Columbia Center forEating Disorders, Division of Clinical Therapeutics, New York State Psychiatric Institute, New York, New York 10032, USA.
Int J Eat Disord. 2011 Nov;44(7):625-9. doi: 10.1002/eat.20860. Epub 2010 Nov 5.
This study evaluated whether the Broad Categories for the Diagnosis of Eating Disorders (BCD-ED) proposal (Walsh and Sysko, Int J Eat Disord, 42, 754-764, 2009) reduces the number of individuals who receive a DSM-IV eating disorder not otherwise specified (EDNOS) diagnosis.
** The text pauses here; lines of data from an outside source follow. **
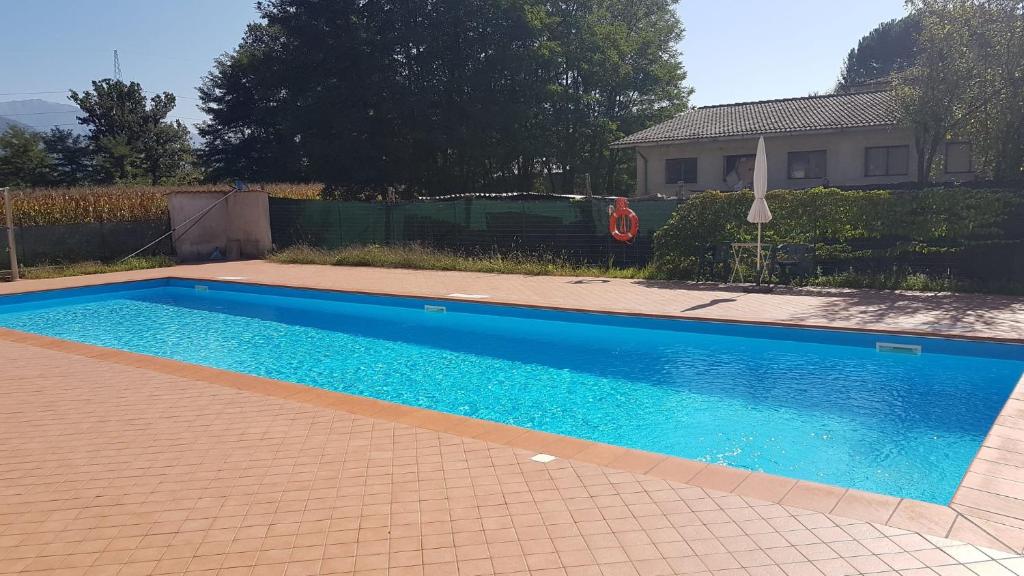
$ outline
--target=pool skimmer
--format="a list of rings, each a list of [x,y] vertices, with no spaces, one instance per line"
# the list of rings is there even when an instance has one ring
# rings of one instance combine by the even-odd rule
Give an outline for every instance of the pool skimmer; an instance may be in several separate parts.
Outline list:
[[[432,304],[426,304],[423,306],[424,312],[430,312],[432,314],[444,314],[448,311],[444,306],[434,306]]]
[[[541,464],[547,464],[548,462],[554,462],[558,460],[558,456],[552,456],[551,454],[535,454],[530,460],[534,462],[540,462]]]
[[[876,352],[889,352],[892,354],[909,354],[920,356],[921,347],[917,344],[894,344],[892,342],[875,342]]]

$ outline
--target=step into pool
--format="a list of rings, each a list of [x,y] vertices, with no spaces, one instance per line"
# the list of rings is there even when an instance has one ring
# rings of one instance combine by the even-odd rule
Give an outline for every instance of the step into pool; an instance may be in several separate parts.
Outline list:
[[[154,280],[0,297],[0,326],[948,503],[1024,346]]]

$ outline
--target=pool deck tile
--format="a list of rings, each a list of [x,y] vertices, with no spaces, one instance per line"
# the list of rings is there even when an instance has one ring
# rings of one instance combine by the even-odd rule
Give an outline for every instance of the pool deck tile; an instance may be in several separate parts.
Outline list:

Individuals calling a tertiary care facility completed a brief telephone interview and were classified into a DSM-IV eating disorder category (anorexia nervosa, bulimia nervosa, EDNOS). Subsequently, the proposed DSM-5 criteria for eating disorders and the BCD-ED scheme were also applied.
A total of 247 individuals with telephone interview data met criteria for an eating disorder, including 97 (39.3%) with an EDNOS. Of patients with an EDNOS diagnosis, 97.6% were reclassified using the BCD-ED scheme.
The BCD-ED scheme has the potential to virtually eliminate the use of DSM-IV EDNOS; however, additional data are needed to document its validity and clinical utility.
本研究旨在评估《饮食障碍的广泛分类(BCD-ED)提案》(Walsh 和 Sysko,《国际饮食障碍杂志》,42,754-764,2009)是否能减少接受 DSM-IV 特定未特指的饮食障碍(EDNOS)诊断的人数。
拨打三级医疗机构的个人完成了简短的电话访谈,并被归入 DSM-IV 饮食障碍类别(神经性厌食症、神经性贪食症、EDNOS)。随后,还应用了拟议的 DSM-5 饮食障碍标准和 BCD-ED 方案。
共有 247 名具有电话访谈数据的个体符合饮食障碍标准,包括 97 名(39.3%)患有 EDNOS。在 EDNOS 诊断的患者中,97.6%使用 BCD-ED 方案重新分类。
BCD-ED 方案有可能几乎消除 DSM-IV EDNOS 的使用;然而,需要更多的数据来证明其有效性和临床实用性。